Our struggle is not one that lasts for one day, one week, a few months, or a few years. It’s the struggle of a lifetime, of many lifetimes, if that’s what it takes to build a beloved community.
Congressman John Lewis
Dear Friends,
What we teach our children in our homes is important, to our children and to our communities and the world. Our job at CCSF is to give you encouragement, and information that will assist you with your clients, your friends, your family, and your communities. We are honored to join you in your efforts.
This month’s e-newsletter includes:
Survivors First
Grey Rape and Stealthing
Suicide and Domestic Violence
Stalking Legislation
What Matters Most
Working together to end violence.
Stop the Abuse, Heal the Family, Change the Future
Email: ccsf.hope@gmail.com
Website: https://www.ccsfhope.org
Twitter: @CCSFDV
Christian Coalition for Safe Families July 2022
Survivors First
Do you know about Survivors First? Survivors FIRST (Facilitating Information and Resources for Survivors of Trauma) is a partnership between the YWCA and the King County Prosecuting Attorney. It directly connects survivor-defendants (victims of abuse who have been accused of a domestic violence-related crime) to intervention services without filing criminal charges. Survivors First focuses on underserved communities to identify and address the unmet needs of criminalized survivors.
By diverting survivors of color to culturally appropriate domestic violence and intimate partner violence services, this program helps reduce the racial disproportionality of survivors of gender-based violence in the criminal legal system.
YWCA provides to survivor-defendants including legal services, domestic violence advocacy, counseling, empowerment support groups, housing resources, and referrals for job readiness and financial education.
Grey Rape and Stealthing
Grey rape and stealthing are two new terms to be aware of. Stealthing describes the act of a male partner removing the condom before or during sex without getting consent from his partner. It’s also called non-consensual condom removal. Sometimes instead of just removing the condom, the abuser will purposefully damage the condom by poking holes in it, possibly while it’s still in the original packaging. Stealthing can be considered a form of reproductive coercion by either the male or female partner. Grey rape refers to a grey area where perpetrators claim victims have created circumstances where the consent is vague.
Suicide and Domestic Violence
In an article for Domesticshelters.org, freelance writer Stephanie Thurrott explains that there is a strong link between domestic violence and suicide. She quotes the Partnership Against Domestic Violence report that women who are exposed to violence can have a risk of suicide up to 17 times higher than women who aren’t exposed.

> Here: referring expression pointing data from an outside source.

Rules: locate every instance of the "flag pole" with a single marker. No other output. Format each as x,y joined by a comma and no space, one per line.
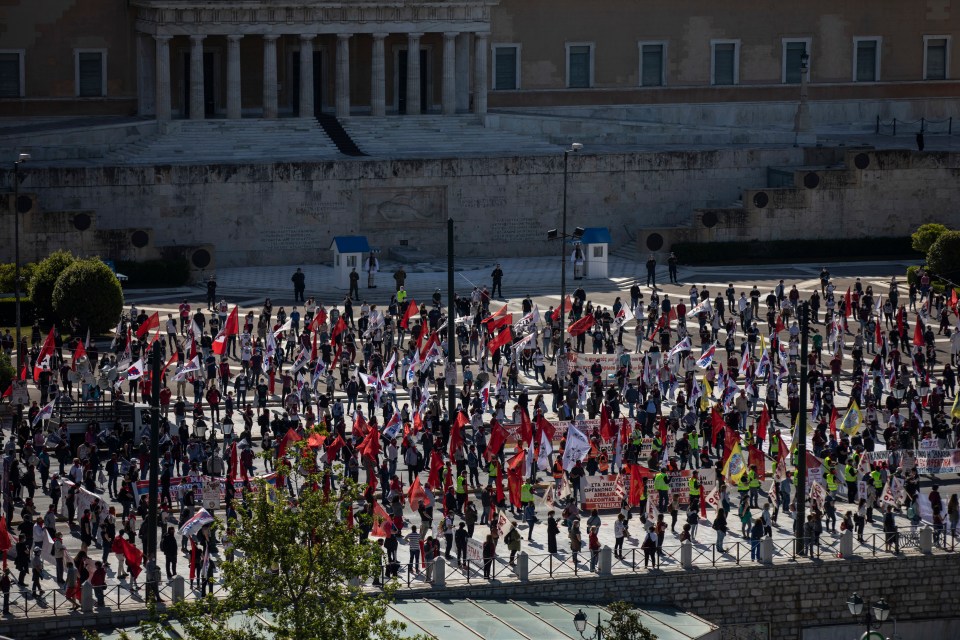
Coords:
800,436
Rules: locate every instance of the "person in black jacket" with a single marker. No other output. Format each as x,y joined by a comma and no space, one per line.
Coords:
168,545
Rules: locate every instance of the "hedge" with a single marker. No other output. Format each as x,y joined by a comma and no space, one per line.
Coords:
155,273
756,251
8,311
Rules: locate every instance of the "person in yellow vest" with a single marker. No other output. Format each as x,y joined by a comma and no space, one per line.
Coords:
662,487
694,484
753,480
850,477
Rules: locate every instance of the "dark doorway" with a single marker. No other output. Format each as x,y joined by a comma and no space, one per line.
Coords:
402,81
209,85
317,83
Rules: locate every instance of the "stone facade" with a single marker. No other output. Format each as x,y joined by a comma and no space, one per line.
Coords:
289,212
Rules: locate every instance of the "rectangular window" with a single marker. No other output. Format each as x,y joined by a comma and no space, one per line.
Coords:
11,74
936,55
793,51
726,63
579,66
91,73
866,59
652,56
506,67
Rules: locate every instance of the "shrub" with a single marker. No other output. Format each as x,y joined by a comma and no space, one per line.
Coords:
44,279
925,235
156,273
943,259
89,291
7,272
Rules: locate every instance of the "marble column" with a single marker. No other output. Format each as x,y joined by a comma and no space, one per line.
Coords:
233,76
463,72
378,88
270,76
413,73
163,77
480,74
343,75
196,77
449,102
306,75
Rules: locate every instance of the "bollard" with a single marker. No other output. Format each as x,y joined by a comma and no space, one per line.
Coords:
606,561
439,572
686,554
523,566
926,540
846,544
86,597
177,589
766,550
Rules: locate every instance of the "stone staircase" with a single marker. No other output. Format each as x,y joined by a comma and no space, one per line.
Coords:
406,136
231,141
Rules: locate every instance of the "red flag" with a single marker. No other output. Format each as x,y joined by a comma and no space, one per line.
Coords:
759,460
45,352
230,328
152,323
606,427
408,313
498,435
289,438
436,466
526,427
505,337
918,333
416,493
581,326
381,521
762,425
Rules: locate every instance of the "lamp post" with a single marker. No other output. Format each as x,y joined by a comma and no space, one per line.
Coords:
875,614
23,157
580,622
553,235
801,123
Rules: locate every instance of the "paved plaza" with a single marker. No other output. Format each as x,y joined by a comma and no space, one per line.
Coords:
539,278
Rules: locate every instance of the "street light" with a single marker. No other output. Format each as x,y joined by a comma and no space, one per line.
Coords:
580,622
23,157
801,124
875,614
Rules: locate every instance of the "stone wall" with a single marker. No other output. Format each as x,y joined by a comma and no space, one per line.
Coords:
743,600
287,213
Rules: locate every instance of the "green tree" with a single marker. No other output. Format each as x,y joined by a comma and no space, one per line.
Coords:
44,279
89,291
925,235
625,624
943,259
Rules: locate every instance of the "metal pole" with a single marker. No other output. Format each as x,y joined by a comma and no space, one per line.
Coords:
152,514
451,329
800,436
16,259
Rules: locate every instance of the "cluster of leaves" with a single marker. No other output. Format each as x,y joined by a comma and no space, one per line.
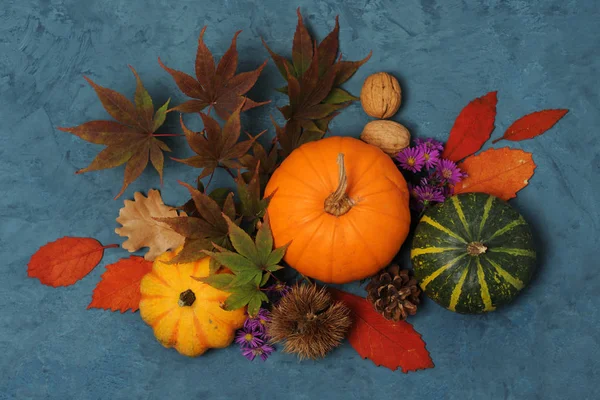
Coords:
131,138
500,172
252,264
313,78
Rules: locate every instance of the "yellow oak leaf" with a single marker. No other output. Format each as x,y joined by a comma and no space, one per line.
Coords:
142,230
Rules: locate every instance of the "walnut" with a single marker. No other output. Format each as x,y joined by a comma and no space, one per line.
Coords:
389,136
381,95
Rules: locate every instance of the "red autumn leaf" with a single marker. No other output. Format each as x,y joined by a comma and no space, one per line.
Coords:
472,127
132,140
216,86
499,172
532,125
119,289
66,260
386,343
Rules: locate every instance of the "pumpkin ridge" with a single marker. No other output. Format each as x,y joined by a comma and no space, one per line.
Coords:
430,221
302,151
508,227
363,241
456,292
431,277
516,283
485,292
486,212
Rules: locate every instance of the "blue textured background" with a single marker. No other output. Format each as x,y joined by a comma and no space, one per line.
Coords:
537,55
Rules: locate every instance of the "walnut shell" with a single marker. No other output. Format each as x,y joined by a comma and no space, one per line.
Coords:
389,136
381,95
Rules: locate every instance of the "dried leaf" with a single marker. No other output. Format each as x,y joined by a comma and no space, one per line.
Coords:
131,140
386,343
201,232
143,230
532,125
472,127
219,87
66,260
119,287
499,172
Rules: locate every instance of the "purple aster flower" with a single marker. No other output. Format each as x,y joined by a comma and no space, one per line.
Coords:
263,352
249,339
411,159
431,156
259,322
448,171
429,194
430,143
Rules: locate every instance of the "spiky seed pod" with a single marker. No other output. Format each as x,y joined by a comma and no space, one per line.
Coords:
309,322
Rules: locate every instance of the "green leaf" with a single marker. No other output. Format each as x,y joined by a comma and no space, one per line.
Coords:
338,95
264,241
161,115
242,242
277,255
218,281
234,261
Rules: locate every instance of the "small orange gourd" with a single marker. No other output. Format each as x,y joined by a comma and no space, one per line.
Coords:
343,206
184,313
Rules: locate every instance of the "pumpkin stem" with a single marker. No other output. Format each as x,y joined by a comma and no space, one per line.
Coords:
186,298
476,248
338,203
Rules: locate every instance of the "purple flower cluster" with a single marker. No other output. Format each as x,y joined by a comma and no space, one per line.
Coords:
253,338
431,178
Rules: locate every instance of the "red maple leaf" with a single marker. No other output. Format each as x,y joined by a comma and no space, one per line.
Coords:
386,343
218,86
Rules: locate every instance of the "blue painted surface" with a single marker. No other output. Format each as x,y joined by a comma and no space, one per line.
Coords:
536,54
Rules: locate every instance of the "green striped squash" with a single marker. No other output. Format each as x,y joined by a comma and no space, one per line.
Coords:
473,253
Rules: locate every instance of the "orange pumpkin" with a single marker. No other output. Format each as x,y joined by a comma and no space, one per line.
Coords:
184,313
344,220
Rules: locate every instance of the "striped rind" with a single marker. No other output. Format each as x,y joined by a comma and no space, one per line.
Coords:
465,283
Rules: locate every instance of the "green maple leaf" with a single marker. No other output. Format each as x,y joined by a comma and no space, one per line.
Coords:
220,86
251,264
206,231
216,147
313,75
131,139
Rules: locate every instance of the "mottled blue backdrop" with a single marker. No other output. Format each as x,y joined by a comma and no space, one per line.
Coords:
536,54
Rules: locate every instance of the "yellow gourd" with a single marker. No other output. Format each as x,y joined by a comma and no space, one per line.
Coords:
184,313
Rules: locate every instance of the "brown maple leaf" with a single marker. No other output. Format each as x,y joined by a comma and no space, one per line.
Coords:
216,147
206,230
313,76
138,222
218,86
132,139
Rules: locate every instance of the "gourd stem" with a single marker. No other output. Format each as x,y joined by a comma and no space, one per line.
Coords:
338,203
476,248
186,298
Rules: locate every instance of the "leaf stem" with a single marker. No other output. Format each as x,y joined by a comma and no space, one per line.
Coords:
167,134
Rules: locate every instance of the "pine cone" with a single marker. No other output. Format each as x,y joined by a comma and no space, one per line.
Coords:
393,293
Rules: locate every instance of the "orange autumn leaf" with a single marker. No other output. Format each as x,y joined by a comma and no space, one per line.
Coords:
499,172
66,260
119,288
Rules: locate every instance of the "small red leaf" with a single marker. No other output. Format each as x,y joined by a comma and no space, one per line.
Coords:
532,125
119,289
386,343
472,127
66,260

According to the American Psychological Association, domestic violence survivors are twice as likely to attempt suicide more than once compared to people who don’t experience this type of violence. Thurrott’s article offers advice for women in a violent relationship who may be contemplating suicide.

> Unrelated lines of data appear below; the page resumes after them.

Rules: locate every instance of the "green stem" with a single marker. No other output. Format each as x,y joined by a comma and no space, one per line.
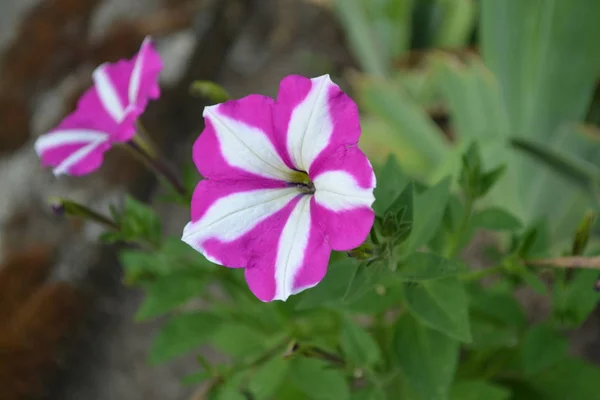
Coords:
62,206
141,147
481,273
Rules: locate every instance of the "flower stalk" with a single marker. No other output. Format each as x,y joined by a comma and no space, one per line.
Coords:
62,207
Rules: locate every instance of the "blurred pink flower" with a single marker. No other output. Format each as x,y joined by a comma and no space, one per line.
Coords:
105,114
285,184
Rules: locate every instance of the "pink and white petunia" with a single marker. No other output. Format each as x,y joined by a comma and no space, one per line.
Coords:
285,184
105,114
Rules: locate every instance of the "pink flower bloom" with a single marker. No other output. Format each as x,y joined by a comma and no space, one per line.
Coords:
105,114
285,184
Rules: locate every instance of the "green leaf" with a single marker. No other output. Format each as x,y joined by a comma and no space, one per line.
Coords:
169,292
496,219
370,393
478,390
390,182
173,255
318,381
542,37
575,301
557,382
196,377
226,338
358,345
489,179
582,234
379,298
500,307
542,347
398,218
181,334
457,23
578,171
427,358
268,377
441,304
333,288
229,393
139,221
427,266
429,211
210,90
365,43
410,128
490,334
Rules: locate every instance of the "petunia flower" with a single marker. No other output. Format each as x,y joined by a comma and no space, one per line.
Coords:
105,114
285,184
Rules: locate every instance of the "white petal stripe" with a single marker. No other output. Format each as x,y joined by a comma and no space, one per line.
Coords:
291,248
339,191
310,127
246,147
136,73
76,157
108,94
66,137
232,216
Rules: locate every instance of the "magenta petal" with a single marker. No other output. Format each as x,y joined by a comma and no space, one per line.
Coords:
227,216
298,260
121,92
105,114
73,148
238,142
344,196
316,118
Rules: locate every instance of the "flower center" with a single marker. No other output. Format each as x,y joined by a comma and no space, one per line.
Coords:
301,180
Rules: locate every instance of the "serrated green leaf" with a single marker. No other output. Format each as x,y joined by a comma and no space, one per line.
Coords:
268,377
166,293
542,347
427,358
318,380
428,214
181,334
358,345
427,266
441,304
478,390
495,219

CCSF notes that asking direct questions to our domestic violence clients about suicidal thoughts should become part of the intake and ongoing therapeutic support we provide.
Stalking Legislation
Did you know that RCW 9A.46.110, which addresses the crime of stalking, states specifically that the person being stalked must be placed in fear and feel fear. In other words, “the person being harassed or followed is placed in fear that the stalker intends to injure the person, another person, or property of the person or of another person. The feeling of fear must be one that a reasonable person in the same situation would experience under all the circumstances …”
Stalking can be alarming and life-disrupting. But not everyone feels fear. In time fear can turn to other emotions like frustration and anger. It is curious that the RCW places an emphasis on the reaction of the victim instead of the offender’s behavior.
As Jennifer Gatewood Owens said in A Gender-Biased Definition: Unintended Impacts of the Fear Requirement in Stalking Victimization, “Arguably, the fear requirement present in most states’ definitions of stalking is inherently gender-biased and should be removed, as no other type of crime is defined by an emotional response.”
For more information and to sign an online petition asking that the RCW should not include “placed in fear” see the Update Washington State’s Stalking Law petition at Change.org.
What Matters Most
We join you in praying for a time when we can attend a parade or a festival safely, send our children to school and be assured of their safety, shop safely, sit in church safely, be in our homes safely, without malice or violence. How we treat each other on a daily basis matters greatly and it begins in our homes. How our children grow up and launch from home must be a matter of greatest importance. What we teach them in our homes must be deliberate and modeled, so that our future generations will have a sense of safety and security that our current generations are losing.